What Katrina taught me - 27 Aug 2015 18:09

//Tags: //

I wrote this two years ago for a Katrina anniversary event I agreed to speak at but couldn't attend.

Good evening everyone. Thank you to Nancy for inviting me to speak at this event. Unfortunately, a little disaster prevented me from attending. On my way back from training health workers in the Four Corners region of Colorado, the clutch gave out on my car. While I try to put together $900 to remedy this situation, I'm stranded far from home, far from this event and my job and everything I had hoped to do this weekend.

My little personal disaster is not a bad place to start thinking about what it means to weather a storm like Katrina's aftermath. The subjective experience of a catastrophe is in many ways like that of a million little disasters repeated across space and through time, with those who are vulnerable no different from those vulnerable outside of disaster.

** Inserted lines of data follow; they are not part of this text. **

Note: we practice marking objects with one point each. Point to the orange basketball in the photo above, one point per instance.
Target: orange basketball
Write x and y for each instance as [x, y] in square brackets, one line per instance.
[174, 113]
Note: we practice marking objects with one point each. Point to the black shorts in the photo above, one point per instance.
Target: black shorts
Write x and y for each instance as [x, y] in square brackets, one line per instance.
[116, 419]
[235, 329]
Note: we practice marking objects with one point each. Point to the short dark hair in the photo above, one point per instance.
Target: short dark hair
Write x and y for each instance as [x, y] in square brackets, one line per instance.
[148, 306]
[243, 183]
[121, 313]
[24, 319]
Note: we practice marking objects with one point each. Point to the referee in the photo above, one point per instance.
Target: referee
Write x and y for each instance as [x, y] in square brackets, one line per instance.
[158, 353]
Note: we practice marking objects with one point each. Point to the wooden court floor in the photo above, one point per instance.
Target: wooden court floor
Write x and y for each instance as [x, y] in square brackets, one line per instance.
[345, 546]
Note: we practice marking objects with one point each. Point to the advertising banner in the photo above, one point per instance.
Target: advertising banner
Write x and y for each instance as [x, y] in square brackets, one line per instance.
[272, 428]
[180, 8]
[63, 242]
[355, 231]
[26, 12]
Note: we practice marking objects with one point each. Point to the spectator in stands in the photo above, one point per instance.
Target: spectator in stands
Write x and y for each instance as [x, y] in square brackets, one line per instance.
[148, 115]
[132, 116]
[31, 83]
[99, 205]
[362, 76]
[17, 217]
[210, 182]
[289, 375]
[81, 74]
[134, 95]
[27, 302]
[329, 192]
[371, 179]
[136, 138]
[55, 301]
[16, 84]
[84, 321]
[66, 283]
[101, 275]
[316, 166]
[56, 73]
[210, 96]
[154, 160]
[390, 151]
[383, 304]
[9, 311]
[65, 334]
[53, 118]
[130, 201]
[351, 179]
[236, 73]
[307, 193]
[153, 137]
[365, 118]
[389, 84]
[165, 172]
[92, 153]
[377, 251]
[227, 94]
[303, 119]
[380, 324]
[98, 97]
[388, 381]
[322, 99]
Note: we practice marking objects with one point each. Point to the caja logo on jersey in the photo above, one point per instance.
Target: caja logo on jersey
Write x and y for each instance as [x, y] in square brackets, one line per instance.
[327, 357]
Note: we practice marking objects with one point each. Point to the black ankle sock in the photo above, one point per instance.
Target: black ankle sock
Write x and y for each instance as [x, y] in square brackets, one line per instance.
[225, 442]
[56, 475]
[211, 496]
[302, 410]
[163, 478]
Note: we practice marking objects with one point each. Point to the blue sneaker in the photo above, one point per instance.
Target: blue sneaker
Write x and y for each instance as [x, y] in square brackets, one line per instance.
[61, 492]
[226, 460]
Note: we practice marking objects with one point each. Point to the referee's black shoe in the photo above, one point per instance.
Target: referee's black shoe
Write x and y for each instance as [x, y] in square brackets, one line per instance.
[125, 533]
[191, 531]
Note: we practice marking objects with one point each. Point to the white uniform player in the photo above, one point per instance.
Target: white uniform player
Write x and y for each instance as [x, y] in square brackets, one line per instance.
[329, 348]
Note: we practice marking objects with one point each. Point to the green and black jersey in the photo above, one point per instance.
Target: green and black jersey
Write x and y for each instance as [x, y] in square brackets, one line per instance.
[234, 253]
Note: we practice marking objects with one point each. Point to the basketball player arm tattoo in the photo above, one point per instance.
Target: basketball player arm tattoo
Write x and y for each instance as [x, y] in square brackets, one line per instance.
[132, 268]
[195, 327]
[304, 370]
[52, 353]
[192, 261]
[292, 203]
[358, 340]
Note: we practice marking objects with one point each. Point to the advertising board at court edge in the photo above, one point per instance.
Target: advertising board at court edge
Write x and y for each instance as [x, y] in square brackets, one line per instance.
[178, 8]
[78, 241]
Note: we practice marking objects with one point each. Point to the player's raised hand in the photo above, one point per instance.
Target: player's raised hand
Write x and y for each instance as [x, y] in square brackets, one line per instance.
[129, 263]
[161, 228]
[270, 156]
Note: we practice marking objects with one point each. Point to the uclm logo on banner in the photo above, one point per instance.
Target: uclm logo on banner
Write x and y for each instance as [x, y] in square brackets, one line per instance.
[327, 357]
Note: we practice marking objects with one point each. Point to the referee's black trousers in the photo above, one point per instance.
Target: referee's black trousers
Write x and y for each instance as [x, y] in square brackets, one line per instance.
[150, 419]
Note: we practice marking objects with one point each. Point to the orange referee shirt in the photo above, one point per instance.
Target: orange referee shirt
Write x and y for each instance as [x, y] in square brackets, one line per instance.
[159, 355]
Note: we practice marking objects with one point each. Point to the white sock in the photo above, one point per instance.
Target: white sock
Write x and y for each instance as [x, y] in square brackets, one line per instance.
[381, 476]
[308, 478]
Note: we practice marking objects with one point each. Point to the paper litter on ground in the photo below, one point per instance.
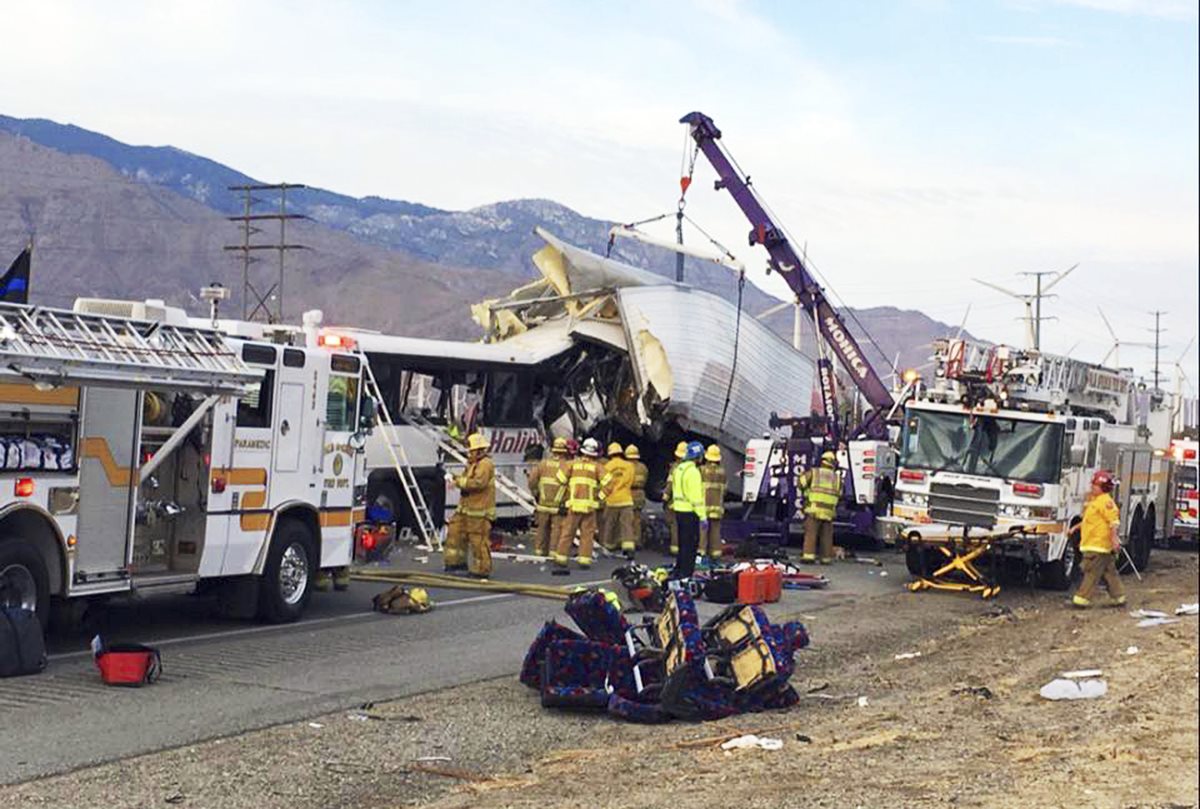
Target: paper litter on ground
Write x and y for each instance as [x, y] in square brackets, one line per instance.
[1074, 689]
[1083, 673]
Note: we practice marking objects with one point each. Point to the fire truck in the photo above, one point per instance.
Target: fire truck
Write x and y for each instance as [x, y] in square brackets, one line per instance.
[141, 454]
[1187, 495]
[996, 459]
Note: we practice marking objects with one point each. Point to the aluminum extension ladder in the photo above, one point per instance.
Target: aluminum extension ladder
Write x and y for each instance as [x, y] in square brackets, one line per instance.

I remember the emptiness of major streets in the Algiers neighborhood of New Orleans after the winds and rain of Katrina had been replaced with impossible stillness and impossible heat. I remember who stayed in my neighborhood: disabled residents and elderly residents and a few of their caregivers who could not bear to leave them — and a handful of neighborhood leaders who felt a responsibility to stay to ensure the survival of the neighborhood.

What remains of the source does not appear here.